Studio album by Azimuth
- Released: 1977
- Recorded: March 1977
- Studios: Talent Studio Oslo, Norway
- Genre: Jazz
- Length: 43:29
- Labels: ECM ECM 1099 ST
- Producer: Manfred Eicher

Azimuth chronology
|  | Azimuth (1977) | The Touchstone (1978) |

= Azimuth (album) =

Azimuth is the debut album by British jazz trio Azimuth recorded in March 1977 and released on ECM later that year. The trio consists of pianist John Taylor, vocalist Norma Winstone, and trumpeter Kenny Wheeler.

==Reception==

The AllMusic review by Michael G. Nastos calls the compositions "deep improvisations, communicative and spiritual."

The Penguin Guide to Jazz Recordings says Winstone's voice "floats with a characteristic balance between freedom and control over Taylor's minimalistic piano figures.
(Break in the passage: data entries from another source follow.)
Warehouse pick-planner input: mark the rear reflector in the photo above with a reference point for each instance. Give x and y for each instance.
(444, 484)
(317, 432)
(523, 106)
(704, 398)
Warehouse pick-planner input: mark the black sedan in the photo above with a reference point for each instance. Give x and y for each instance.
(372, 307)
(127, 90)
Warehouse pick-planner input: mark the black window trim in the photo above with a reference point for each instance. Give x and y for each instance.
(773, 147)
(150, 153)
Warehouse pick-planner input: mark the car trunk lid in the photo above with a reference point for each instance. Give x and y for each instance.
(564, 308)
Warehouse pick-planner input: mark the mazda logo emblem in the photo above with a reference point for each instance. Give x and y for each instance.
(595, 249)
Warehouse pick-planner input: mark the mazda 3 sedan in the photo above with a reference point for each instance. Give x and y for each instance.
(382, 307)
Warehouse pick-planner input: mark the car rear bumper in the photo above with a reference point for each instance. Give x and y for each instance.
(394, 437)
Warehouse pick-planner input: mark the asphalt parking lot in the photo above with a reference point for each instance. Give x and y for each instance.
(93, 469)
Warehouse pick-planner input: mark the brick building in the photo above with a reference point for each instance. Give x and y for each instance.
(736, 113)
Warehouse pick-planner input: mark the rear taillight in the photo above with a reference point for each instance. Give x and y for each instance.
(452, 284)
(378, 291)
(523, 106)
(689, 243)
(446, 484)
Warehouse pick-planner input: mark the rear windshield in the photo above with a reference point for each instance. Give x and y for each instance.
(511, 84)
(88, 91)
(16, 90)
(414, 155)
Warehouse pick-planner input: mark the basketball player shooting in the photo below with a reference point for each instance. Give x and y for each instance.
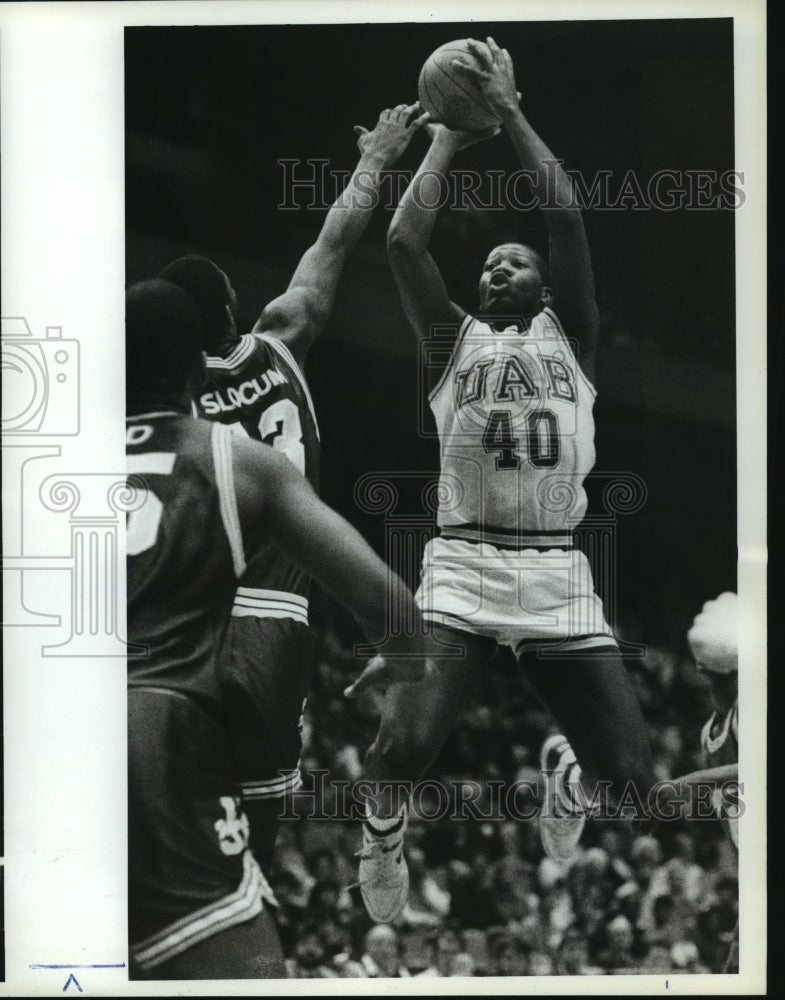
(254, 384)
(513, 410)
(199, 906)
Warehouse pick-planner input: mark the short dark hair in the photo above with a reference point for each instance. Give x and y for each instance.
(204, 281)
(163, 338)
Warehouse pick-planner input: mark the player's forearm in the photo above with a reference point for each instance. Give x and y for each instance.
(711, 775)
(336, 555)
(349, 215)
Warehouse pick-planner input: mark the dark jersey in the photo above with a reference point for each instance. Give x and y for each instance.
(259, 390)
(720, 743)
(185, 551)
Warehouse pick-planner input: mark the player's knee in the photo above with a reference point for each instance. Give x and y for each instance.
(395, 757)
(630, 775)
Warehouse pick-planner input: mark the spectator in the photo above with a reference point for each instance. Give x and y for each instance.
(572, 956)
(445, 944)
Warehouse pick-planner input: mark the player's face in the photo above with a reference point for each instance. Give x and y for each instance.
(511, 281)
(231, 300)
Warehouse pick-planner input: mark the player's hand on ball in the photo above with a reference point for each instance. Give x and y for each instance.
(391, 134)
(494, 75)
(713, 638)
(380, 673)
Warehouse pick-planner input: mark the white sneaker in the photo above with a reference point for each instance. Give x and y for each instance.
(559, 834)
(384, 875)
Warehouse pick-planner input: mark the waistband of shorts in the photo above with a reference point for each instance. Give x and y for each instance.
(269, 604)
(501, 538)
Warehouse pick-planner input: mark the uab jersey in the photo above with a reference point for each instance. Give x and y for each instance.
(720, 743)
(184, 548)
(259, 390)
(514, 415)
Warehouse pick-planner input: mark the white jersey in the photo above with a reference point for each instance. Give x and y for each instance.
(516, 429)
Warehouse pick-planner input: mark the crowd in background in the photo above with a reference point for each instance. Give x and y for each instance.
(484, 900)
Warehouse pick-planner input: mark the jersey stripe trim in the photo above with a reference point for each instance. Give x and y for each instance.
(236, 357)
(239, 906)
(281, 595)
(221, 438)
(289, 358)
(462, 329)
(269, 604)
(272, 788)
(552, 315)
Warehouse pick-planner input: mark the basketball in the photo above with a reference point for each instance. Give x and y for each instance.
(451, 97)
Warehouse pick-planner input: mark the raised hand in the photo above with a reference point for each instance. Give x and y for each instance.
(494, 75)
(391, 135)
(458, 139)
(380, 673)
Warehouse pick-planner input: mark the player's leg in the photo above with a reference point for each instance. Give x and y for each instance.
(595, 706)
(415, 722)
(265, 669)
(251, 950)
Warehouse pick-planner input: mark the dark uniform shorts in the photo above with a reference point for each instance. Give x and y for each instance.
(191, 874)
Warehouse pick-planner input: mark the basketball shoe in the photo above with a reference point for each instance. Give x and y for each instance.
(561, 824)
(384, 875)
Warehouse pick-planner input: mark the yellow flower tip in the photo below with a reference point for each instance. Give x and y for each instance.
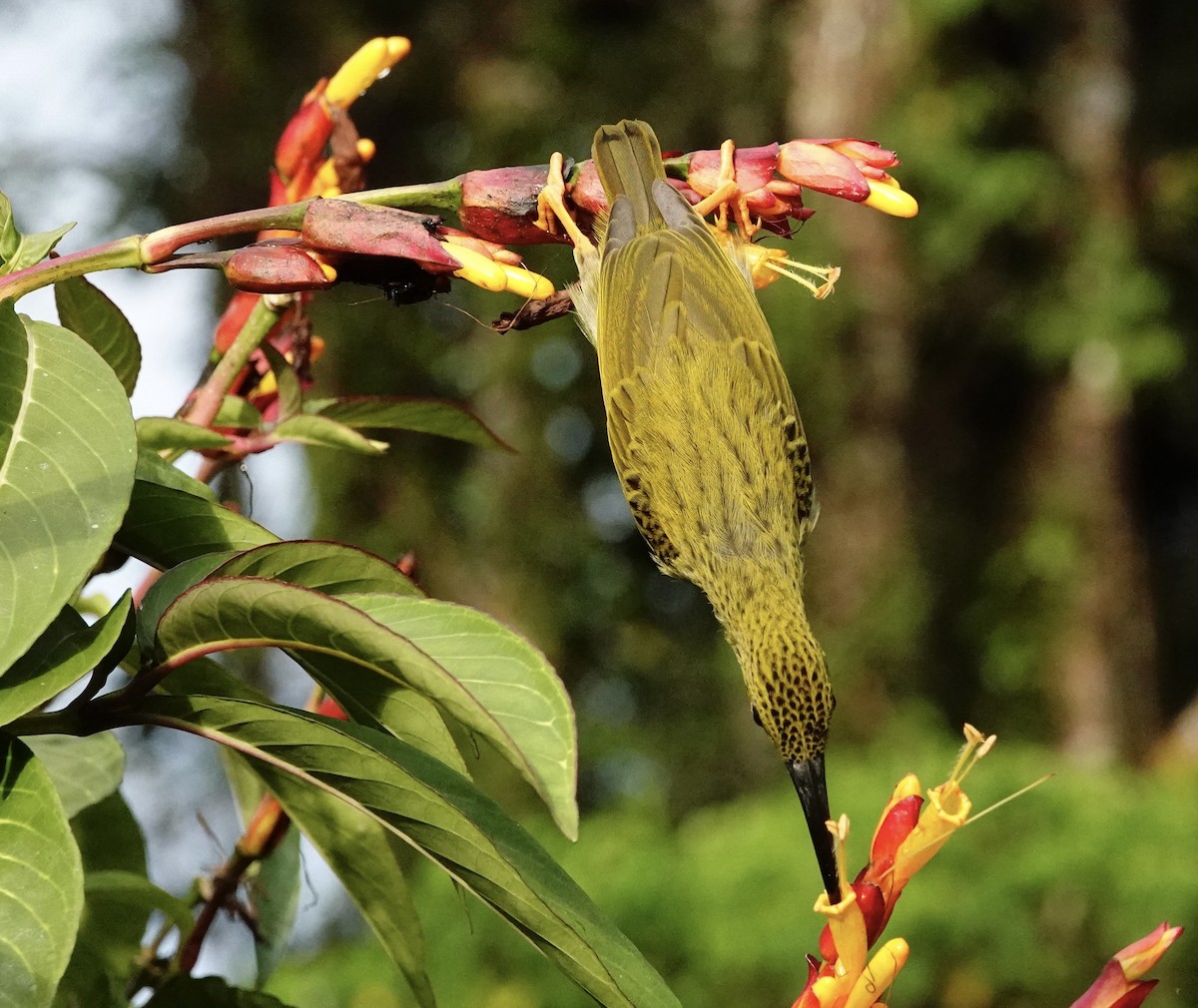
(825, 989)
(364, 67)
(525, 282)
(880, 975)
(484, 271)
(1142, 955)
(848, 925)
(888, 198)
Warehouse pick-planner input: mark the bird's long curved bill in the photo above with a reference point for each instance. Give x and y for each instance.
(813, 786)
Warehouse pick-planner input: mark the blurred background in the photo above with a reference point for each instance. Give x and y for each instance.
(1001, 403)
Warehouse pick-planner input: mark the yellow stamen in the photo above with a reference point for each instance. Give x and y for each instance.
(491, 275)
(324, 180)
(364, 67)
(888, 198)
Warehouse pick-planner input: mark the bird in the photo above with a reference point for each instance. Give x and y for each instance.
(707, 439)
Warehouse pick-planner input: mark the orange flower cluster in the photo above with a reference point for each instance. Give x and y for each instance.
(909, 832)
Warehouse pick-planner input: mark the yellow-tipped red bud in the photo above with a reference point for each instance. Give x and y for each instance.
(888, 198)
(364, 67)
(848, 928)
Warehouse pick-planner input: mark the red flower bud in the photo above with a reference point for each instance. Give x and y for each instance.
(754, 169)
(822, 169)
(302, 143)
(500, 205)
(345, 227)
(896, 826)
(329, 708)
(277, 268)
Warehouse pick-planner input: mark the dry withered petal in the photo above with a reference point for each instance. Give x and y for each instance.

Any doubts that these are jazz-trained and jazz-centred performers are immediately dispelled." They described the title track as "a grand acoustic edifice that constantly reveals new areas of interest."
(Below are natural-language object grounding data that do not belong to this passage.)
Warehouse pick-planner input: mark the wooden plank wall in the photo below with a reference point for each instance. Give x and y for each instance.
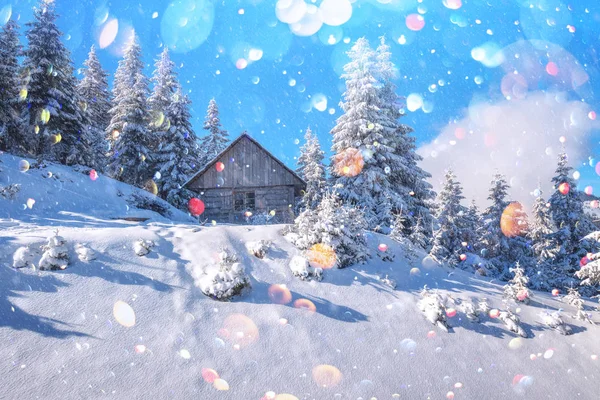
(246, 165)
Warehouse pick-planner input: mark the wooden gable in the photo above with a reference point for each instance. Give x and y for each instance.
(246, 164)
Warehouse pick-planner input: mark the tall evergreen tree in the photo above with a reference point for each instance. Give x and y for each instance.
(93, 90)
(125, 77)
(12, 137)
(448, 237)
(543, 274)
(217, 138)
(501, 250)
(409, 181)
(128, 163)
(311, 170)
(177, 152)
(367, 135)
(566, 210)
(53, 116)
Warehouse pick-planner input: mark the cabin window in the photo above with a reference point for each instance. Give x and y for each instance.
(243, 201)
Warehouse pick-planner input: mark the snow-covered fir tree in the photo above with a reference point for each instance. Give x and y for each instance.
(165, 86)
(448, 237)
(341, 228)
(544, 248)
(369, 136)
(572, 223)
(216, 139)
(409, 181)
(125, 77)
(516, 289)
(128, 163)
(312, 171)
(12, 136)
(53, 119)
(177, 153)
(574, 298)
(93, 90)
(56, 254)
(502, 251)
(469, 231)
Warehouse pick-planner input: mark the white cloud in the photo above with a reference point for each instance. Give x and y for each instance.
(519, 138)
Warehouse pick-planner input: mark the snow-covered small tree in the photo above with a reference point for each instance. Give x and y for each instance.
(543, 275)
(574, 298)
(93, 90)
(56, 254)
(216, 139)
(312, 171)
(177, 153)
(227, 280)
(433, 307)
(12, 134)
(341, 228)
(516, 289)
(554, 321)
(566, 209)
(448, 237)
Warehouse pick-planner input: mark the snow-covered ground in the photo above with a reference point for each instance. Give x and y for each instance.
(68, 334)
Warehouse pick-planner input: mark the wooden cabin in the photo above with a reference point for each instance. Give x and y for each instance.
(244, 181)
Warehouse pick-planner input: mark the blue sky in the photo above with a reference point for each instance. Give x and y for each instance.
(448, 52)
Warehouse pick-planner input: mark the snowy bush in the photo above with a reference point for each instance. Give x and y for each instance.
(10, 192)
(301, 268)
(512, 322)
(574, 298)
(84, 253)
(258, 248)
(555, 322)
(516, 289)
(56, 255)
(23, 257)
(433, 307)
(142, 247)
(226, 280)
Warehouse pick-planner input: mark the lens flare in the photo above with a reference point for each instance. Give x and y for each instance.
(321, 255)
(280, 294)
(305, 304)
(326, 376)
(349, 162)
(124, 314)
(513, 221)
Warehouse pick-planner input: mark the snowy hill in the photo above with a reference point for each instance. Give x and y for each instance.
(67, 334)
A reviewer for Aquarium Drunkard wrote, "Taylor's arpeggiated synthesizers provide the pulsing backdrop for the majority of these tracks with Winstone and Wheeler floating and weaving through the space above with improvisational interplay akin to a dance. 'The Tunnel', one of two tracks with actual poetry, has Winstone singing of the 'darkness into blackness, flying along on the rhythm track', perhaps describing the dark, reflective space the trio beautifully explore and inhabit on this ambient jazz classic."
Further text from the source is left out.